Three of the Somalis are scheduled to be in U.S. District Court on Friday. According to court records and the lawyers involved, two will plead guilty to one count of piracy and one count of hostage taking. They will face life in prison when they are sentenced at a later date. The third also will plead guilty, but the charges he is admitting to have not yet been made public.
Five others captured by the Navy during the attack of the yacht Quest are scheduled to plead guilty next week, the court filings say.
He said Ali, 32, will plead guilty Friday to hostage taking and piracy.
As part of the plea deal, the Somalis have agreed to testify against others in the case who were directly responsible for the shooting deaths of the boat's owners, Scott and Jean Adam of Los Angeles, and their friends Bob Riggle and Phyllis Macay of Seattle.
The Quest was hijacked in the Arabian Sea in mid-February. The four were shot and killed as the Navy was trying to negotiate their release.
U.S. officials said they believe 19 pirates hijacked the Quest. They were headed back toward Somalia when there was, essentially, a mutiny.
Babineau said his client had been the leader of the pirate attack but that another group disagreed with his plan and took over the boat. It was those pirates who killed the Americans, he said.
"He did not want them to die, and it was never his intent for them to be killed," Babineau said. "He simply wanted to go back to Somalia and hold the boat for ransom. Others had more extreme ideas. Sadly enough, those others won out, and tragically, the others were killed."
On Feb. 22, four days after the Quest hijacking, U.S. Navy warships had surrounded the sloop, and officials were trying to negotiate for the release of the hostages. The pirates fired a rocket-propelled grenade toward one of the Navy ships. Sailors then heard gunfire from the Quest and quickly launched a raid team.
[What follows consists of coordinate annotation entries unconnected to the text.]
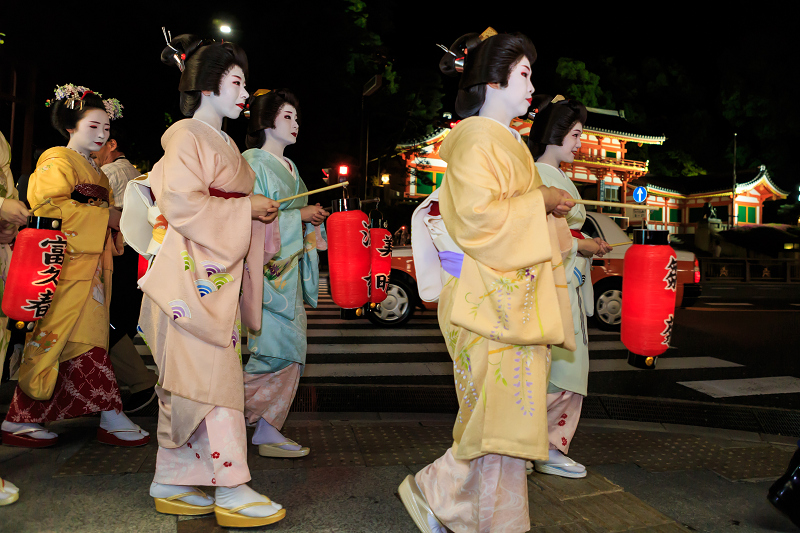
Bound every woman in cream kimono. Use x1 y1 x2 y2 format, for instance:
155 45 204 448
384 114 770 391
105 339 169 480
399 30 575 533
0 132 28 505
528 95 611 478
2 84 150 448
139 35 286 527
243 89 328 457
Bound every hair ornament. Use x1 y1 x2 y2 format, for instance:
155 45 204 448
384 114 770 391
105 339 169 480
103 98 123 120
161 26 186 72
242 89 272 118
53 83 103 110
436 26 497 85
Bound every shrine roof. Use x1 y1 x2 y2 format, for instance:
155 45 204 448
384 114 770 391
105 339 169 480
631 165 789 198
395 128 450 152
583 107 667 144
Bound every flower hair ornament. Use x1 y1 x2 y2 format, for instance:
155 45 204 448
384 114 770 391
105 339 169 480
436 26 497 74
44 83 123 120
243 89 272 118
161 26 186 72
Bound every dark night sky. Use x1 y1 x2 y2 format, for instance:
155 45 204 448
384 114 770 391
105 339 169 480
0 0 797 193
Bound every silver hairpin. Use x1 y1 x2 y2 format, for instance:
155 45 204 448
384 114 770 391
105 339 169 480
436 44 456 57
161 26 185 72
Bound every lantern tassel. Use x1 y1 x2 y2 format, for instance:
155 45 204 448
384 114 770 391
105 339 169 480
31 198 53 215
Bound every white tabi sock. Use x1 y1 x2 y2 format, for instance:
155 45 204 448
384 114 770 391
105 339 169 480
215 483 283 518
0 420 58 439
0 478 19 500
100 409 150 440
150 481 214 506
537 450 586 473
253 418 302 452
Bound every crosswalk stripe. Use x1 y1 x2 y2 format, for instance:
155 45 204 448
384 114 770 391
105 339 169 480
678 376 800 398
589 357 742 372
307 342 447 354
303 363 453 378
308 328 442 337
303 357 744 381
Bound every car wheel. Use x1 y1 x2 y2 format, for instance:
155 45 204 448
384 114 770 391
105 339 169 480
367 279 414 327
594 279 622 331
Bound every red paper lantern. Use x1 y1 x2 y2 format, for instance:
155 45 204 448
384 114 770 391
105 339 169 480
622 230 678 369
326 198 371 309
2 216 67 331
369 209 392 304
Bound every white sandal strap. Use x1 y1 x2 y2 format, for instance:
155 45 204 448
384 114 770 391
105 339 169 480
11 428 49 434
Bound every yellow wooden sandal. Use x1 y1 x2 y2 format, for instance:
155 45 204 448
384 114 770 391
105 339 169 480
258 440 311 459
0 477 19 506
214 494 286 527
153 489 215 516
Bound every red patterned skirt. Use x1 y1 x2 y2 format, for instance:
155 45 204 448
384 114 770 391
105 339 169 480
6 348 122 424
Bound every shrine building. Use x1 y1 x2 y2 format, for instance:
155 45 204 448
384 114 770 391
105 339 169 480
397 107 788 233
When the team boarded the Quest, they found the four Americans shot and four pirates lying dead as well. The team captured the remaining Somalis and one Yemeni. One, a juvenile, was sent home and the rest brought here for prosecution.
Norfolk defense attorney Robert Rigney said his client, Burhan Abdirahman Yusuf, 31, will plead guilty Monday. Yusuf will cooperate with the government and testify against others if he has to, with the hope of getting time shaved off his sentence, Rigney said.
"With a plea of guilty, there's an opportunity to go home and see his family again," Rigney said. "If you go to trial and get life, life is life in the federal system."
According to the indictment, three of the other defendants shot and killed the Americans. The government has said it may seek the death penalty against them, but no decision has been made yet.